Here we have a paper on the remyelination potential of clemastine in the France/USA, Here they say ” led to a first successful double-blind, placebo-controlled clinical trial evaluating a remyelinating therapy for multiple sclerosis (MS) [A. J. Green et al., Lancet 390, 2481-2489 (2017)]. However if it was so great in humans in a trial done a decade ago why is this not a reality for people with MS….where is their phase III trial? The Dutch are doing a phase III needed for approval. Clemastine fumarate as Remyelinating Treatment in Internuclear Ophthalmoparesis and multiple sclerosis (RESTORE) but one is concerned that without pharma doing these studies it is going nowhere fast. On wonders why you are doing primate work when there are so many human trials. They inject an oligodendrocyte toxin into the visual pathway. The primate studies allow you to control things but the study was n=2 and n=3 so I ask why bother doing this type of study as the study is surely too small so give you confidence. They add three different controls from other experiments and times so not compelling. There are outcomes but for a phase III and approval you need to see clinical benefit,
Sarrazin N, Arab R, Cordano C, Brazhnikova E, Chazot J, Arcizet F, Bachelin C, Langui D, Bennett DJ, Abdelhak A, Halait H, Moissonnier P, Nouvel-Jaillard C, Pouget P, Green AJ, Baron-Van Evercooren A.Proc Natl Acad Sci U S A. 2026 Feb 24;123(8):e2520161123. doi: 10.1073/pnas.2520161123. Epub 2026 Feb 20.

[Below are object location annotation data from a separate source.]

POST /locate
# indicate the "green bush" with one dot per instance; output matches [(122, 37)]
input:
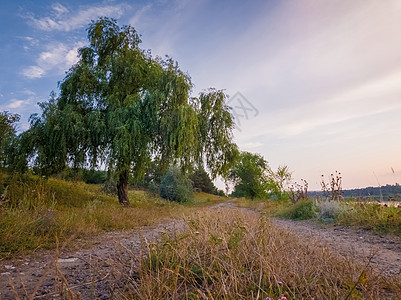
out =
[(302, 210), (175, 186)]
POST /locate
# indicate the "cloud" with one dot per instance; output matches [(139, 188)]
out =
[(33, 72), (15, 103), (63, 20), (251, 145), (58, 57), (59, 9)]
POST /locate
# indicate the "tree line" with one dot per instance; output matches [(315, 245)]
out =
[(131, 113)]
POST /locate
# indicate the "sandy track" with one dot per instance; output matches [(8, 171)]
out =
[(94, 268), (358, 244)]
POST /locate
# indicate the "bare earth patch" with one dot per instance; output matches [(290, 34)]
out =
[(360, 244), (91, 267)]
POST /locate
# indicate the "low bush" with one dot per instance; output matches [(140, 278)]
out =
[(302, 210), (175, 186), (372, 216), (329, 211)]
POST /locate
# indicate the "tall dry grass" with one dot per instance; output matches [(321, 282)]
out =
[(34, 210), (232, 254)]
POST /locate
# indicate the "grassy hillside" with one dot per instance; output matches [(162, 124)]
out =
[(34, 210)]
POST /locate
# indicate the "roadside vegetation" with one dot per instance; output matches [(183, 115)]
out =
[(133, 114), (34, 210), (235, 254)]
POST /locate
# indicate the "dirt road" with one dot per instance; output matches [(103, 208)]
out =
[(94, 269)]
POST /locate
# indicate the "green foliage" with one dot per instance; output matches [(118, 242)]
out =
[(277, 182), (250, 176), (202, 182), (175, 186), (121, 106), (302, 210), (7, 136)]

Promotion of remyelination has become a new therapeutic avenue, to prevent neuronal degeneration and promote recovery in white matter diseases such as multiple sclerosis. Clemastine fumarate among several promyelinating agents, has been validated as a promyelinating agent in rodents and has led to a first successful double-blind, placebo-controlled clinical trial evaluating a remyelinating therapy for multiple sclerosis (MS) [A. J. Green et al., Lancet 390, 2481-2489 (2017)]. To date, most of promyelinating strategies have been developed in short-lived rodent models of demyelination, which spontaneously repair. Well-defined nonhuman primate models closer to man would allow to efficiently advance therapeutic approaches, and namely to assess noninvasively, their efficacy in promoting functional repair. We developed a nonhuman primate model of optic nerve demyelination which leads to failed remyelination, progressive neuronal degeneration, and visual dysfunction, thus recapitulating several features of MS lesions and providing the missing link to translate emerging preclinical therapies to the clinic for myelin disorders such as multiple sclerosis [N. Sarrazin et al., Proc. Natl. Acad. Sci. U.S.A. 119, e2115973119 (2022)]. We used this model to assay the therapeutic benefits of clemastine. Our histological and ultrastructural findings show that clemastine is able to overcome the failed remyelination of the non-human primate optic nerve. We also used visual evoked potential, optical coherence tomography, and electroretinogram as noninvasive means to follow up the optic nerve de/remyelination process and correlated these findings with post-mortem analysis to establish the safety and efficacy of clemastine therapy in promoting functional and morphological recovery in nonhuman primates. We demonstrate that clemastine can overcome chronic demyelination in nonhuman primates.